China has rejected a patent application related to Gilead Sciences' controversial hepatitis C drug Sovaldi, an advocacy group said, saying that this could pave way for other countries rejecting the patent for the top-selling drug

Gilead has drawn fire for its exorbitant price of $1,000 per pill, or the equivalent of $84,000 for a 12-week course. Despite its prices, Sovaldi's cure rate was over 90 percent, sparking outrage among various patients, government officials and insurers. Gilead has also started to market another hepatitis C drug known as Harvoni, which costs up to to $94,500 for a 12-week treatment.

The group I-MAK said that China's action could lead to the rejection of the California-based company's application elsewhere. The group has also filed challenge to patent applications of Gilead in Argentina, Brazil, Russia and Ukraine, arguing that the technology the company used is not really innovative given that other drug makers also develop similarly effective treatments.

IMAK estimates that around 40 million people suffers from hepatitis C in China , Argentina, Brazil, Russia and Ukraine and treating them could cost $270 billion based on the discounted price of $7,500  of the treatment offered to Brazil.

I-MAK co-founder  Tahir Amin said that his group hopes that other countries will follow China's decision to reserve patents for drugs that can be proven new.

 "We hope that other countries' patent offices do the right thing, reserving patents for drugs proven to be new and nonobvious and helping millions of people get the medicine they need to survive," Amin said.

The rejected application was for the inactive form of the drug known as prodrug, which converts into chemically active compounds once it is already in the body albeit the company hold the China patent to the drug's base compound known by its generic name sofosbuvir. The rejection does not open doors for copycat drugs to be made in the Chinese drug market.
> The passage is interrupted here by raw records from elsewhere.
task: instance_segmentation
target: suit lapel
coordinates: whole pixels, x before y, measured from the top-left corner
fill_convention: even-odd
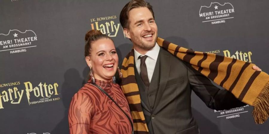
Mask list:
[[[171,66],[171,55],[170,55],[171,54],[165,52],[165,51],[162,48],[160,48],[160,83],[158,92],[154,103],[154,108],[152,111],[154,114],[158,112],[160,110],[159,109],[161,108],[159,107],[158,107],[157,106],[161,100],[169,77]]]

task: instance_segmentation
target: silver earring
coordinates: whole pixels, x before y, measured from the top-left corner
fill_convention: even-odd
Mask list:
[[[94,79],[94,77],[93,77],[93,71],[92,71],[92,70],[91,69],[91,68],[91,68],[91,70],[90,71],[90,75],[91,76],[91,80],[93,83],[94,83],[95,80]]]
[[[119,75],[120,76],[120,78],[121,79],[122,79],[122,78],[123,77],[123,76],[122,75],[122,73],[121,73],[121,71],[120,71],[120,68],[119,67],[118,67],[118,72],[119,73]]]

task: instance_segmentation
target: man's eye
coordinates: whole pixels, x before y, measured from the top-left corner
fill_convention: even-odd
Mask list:
[[[98,56],[104,56],[105,55],[105,54],[103,53],[100,54],[98,54]]]

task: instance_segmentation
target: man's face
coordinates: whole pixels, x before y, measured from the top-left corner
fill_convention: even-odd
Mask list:
[[[129,15],[129,28],[124,29],[124,33],[132,40],[134,49],[141,53],[153,48],[158,28],[151,12],[147,7],[139,7],[131,10]]]

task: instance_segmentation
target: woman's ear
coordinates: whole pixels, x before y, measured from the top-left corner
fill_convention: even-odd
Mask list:
[[[86,60],[86,63],[88,66],[90,67],[90,68],[91,69],[91,58],[89,56],[86,56],[85,57],[85,60]]]

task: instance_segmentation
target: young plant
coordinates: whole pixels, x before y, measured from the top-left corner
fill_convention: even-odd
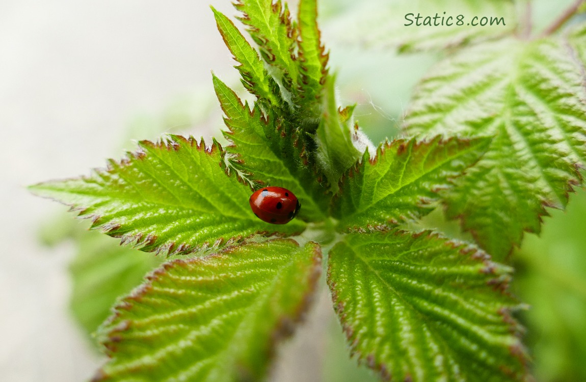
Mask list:
[[[452,136],[375,148],[353,107],[336,103],[315,0],[295,21],[280,1],[235,6],[258,50],[212,9],[255,97],[251,108],[213,76],[229,144],[168,135],[90,176],[31,187],[169,257],[100,327],[110,359],[94,380],[261,380],[324,267],[352,353],[381,378],[527,380],[512,269],[404,223],[442,198],[503,261],[544,205],[565,204],[584,158],[586,29],[462,49],[424,80],[406,119]],[[268,186],[297,196],[295,219],[254,216],[249,197]]]

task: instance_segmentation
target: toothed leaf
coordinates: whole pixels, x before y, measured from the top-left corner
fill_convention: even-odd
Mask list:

Since it has come under fire because of the price of its drug, the California-based company has agreed to sell Sovaldi at lower prices in 91 developing counties.  The deal that the company offered is however criticized because middle-income countries were not included.

The World Health Organization says that most of the 150 million people with chronic hepatitis C infection, a condition caused by a virus that affects the liver and may lead to cirrhosis and liver cancer, reside in low and middle income countries and urged lower prices for Sovaldi.